La ciudad, aunque bastante más grande que el pueblecito de Pai que acababamos de abandonar, era bastante tranquila y apacible. Aún así los alrededores los disfrutamos mucho más que la urbe.

Granja de orquídeas a las afueras de Chiang Mai

Wat Phra That Doi Suthep Ratchawarawihan
Ay que penita, que se nos acaba Tailandia! Y no hemos tenido tiempo de disfrutar de su costa! Habrá que apuntarse un "pendiente" para futuros viajes y emprender camino hacia nuestro nuevo destino... el viaje será largo, pero contamos con la bendición de los monjes budistas, que nos han regalado unas pulseras para que tengamos "a safe trip and good luck".  

Laa kawn Tailandia! Y muchas gracias por tan maravillosa hospitalidad! :-)

martes, 17 de julio de 2012

Pai, un pequeño oasis de montaña a 762 curvas de Chiang Mai


Pues sí, amigos. Al final nos decidimos por ir a Pai y prescindir de visitar Chiang Rai.

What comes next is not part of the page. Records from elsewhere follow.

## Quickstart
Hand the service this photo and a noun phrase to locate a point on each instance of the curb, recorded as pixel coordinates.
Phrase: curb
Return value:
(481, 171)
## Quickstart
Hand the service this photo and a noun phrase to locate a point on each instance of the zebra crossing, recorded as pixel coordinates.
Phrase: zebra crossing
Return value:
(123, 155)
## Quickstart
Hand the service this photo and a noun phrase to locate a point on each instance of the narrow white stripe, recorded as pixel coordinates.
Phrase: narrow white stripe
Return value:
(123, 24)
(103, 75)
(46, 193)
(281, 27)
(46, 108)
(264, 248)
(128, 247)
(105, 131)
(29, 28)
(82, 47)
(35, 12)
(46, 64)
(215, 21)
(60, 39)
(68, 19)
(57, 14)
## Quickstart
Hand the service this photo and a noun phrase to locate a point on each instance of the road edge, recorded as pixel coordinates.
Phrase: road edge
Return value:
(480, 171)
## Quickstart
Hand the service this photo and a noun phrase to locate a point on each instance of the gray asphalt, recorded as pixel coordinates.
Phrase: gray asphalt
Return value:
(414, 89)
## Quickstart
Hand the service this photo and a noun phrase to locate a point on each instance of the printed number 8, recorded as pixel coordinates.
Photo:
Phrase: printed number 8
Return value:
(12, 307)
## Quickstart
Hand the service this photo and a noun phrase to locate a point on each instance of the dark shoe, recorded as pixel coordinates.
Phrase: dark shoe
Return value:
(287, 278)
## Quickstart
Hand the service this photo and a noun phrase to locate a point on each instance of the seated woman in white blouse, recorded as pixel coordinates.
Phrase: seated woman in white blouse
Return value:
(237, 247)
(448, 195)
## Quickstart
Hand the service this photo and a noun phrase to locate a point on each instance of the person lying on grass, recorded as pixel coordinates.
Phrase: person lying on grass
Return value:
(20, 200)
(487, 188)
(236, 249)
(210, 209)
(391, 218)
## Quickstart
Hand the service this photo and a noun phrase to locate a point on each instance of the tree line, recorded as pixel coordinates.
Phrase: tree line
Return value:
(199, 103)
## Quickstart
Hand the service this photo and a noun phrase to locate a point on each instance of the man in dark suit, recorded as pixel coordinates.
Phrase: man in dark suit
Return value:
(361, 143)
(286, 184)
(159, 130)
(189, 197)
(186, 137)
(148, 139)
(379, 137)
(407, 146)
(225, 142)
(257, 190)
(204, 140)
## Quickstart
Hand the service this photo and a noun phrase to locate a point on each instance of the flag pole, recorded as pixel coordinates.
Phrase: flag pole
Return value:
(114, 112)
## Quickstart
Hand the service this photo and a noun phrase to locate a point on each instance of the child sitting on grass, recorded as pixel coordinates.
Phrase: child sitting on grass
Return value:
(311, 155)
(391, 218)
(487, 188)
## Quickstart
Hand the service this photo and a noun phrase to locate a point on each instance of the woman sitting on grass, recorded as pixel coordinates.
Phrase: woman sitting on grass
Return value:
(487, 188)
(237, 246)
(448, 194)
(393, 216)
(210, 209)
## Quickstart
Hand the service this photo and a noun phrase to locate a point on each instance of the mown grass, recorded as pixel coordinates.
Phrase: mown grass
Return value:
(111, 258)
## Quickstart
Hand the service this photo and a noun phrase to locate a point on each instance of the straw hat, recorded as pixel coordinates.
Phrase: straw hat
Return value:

Vistas desde el mirador de Yun Lai

Esta pequeña localidad de montaña vive para y por el turismo. Las cuatro calles que forman el pueblo están llenas de tiendecitas de souvenirs, agencias para contratar excursiones, negocios de alquiler de motos, restaurantes, cafeterías y guest houses. No hay nada más. Ah! Bueno, sí. Tienen un par de los omnipresentes 7Eleven que invaden toda Tailandia.

Alrededores de Pai desde la colina del Wat Mae Yen

Lo bonito de Pai, es todo lo que se puede ver y hacer en sus alrededores. Por tan sólo 100 thb, alquilamos una moto durante 30h. Tirado de precio! En ese día y medio con la moto, visitamos varias cascadas, el puente de la segunda guerra mundial, el cañón del río Pai, algún que otro templo, un par de miradores y varios pueblecitos de alrededor donde habitan diferentes etnias, muy conocidas en el norte del país. Las vistas por estas carreterillas de montaña son impresionantes y la temperatura de lo más agradable. En este lugar se está de maravilla! :-)

Cañón del río Pai


Y la verdad es que aquí el tiempo parece que cunde mucho más. Además de todo lo que visitamos, encontramos también hueco para hacer geocaching de nuevo y para que Paco me enseñara a conducir una moto con marchas. Lo sé, es muy triste que a mi edad no hubiese conducido una moto antes (la vez que la cogí en Formentera y me piñé a los 30 segundos, no cuenta, vale?). Pero qué queréis que os diga? Me he criado en Burgos, donde ir en moto es casi sinónimo de suicidio por congelación :-s


Además, celebramos el cumpleaños del benjamín de la familia. A Paco le hacía especial ilusión montar en elefante. Pues allá que fuimos! Paseito a lomos del paquidermo hasta el río, baño saltando desde la cabeza del animal, meneos con la trompa, zarandeos varios y vuelta al campamento para seguir jugando con él mientras le daban de comer.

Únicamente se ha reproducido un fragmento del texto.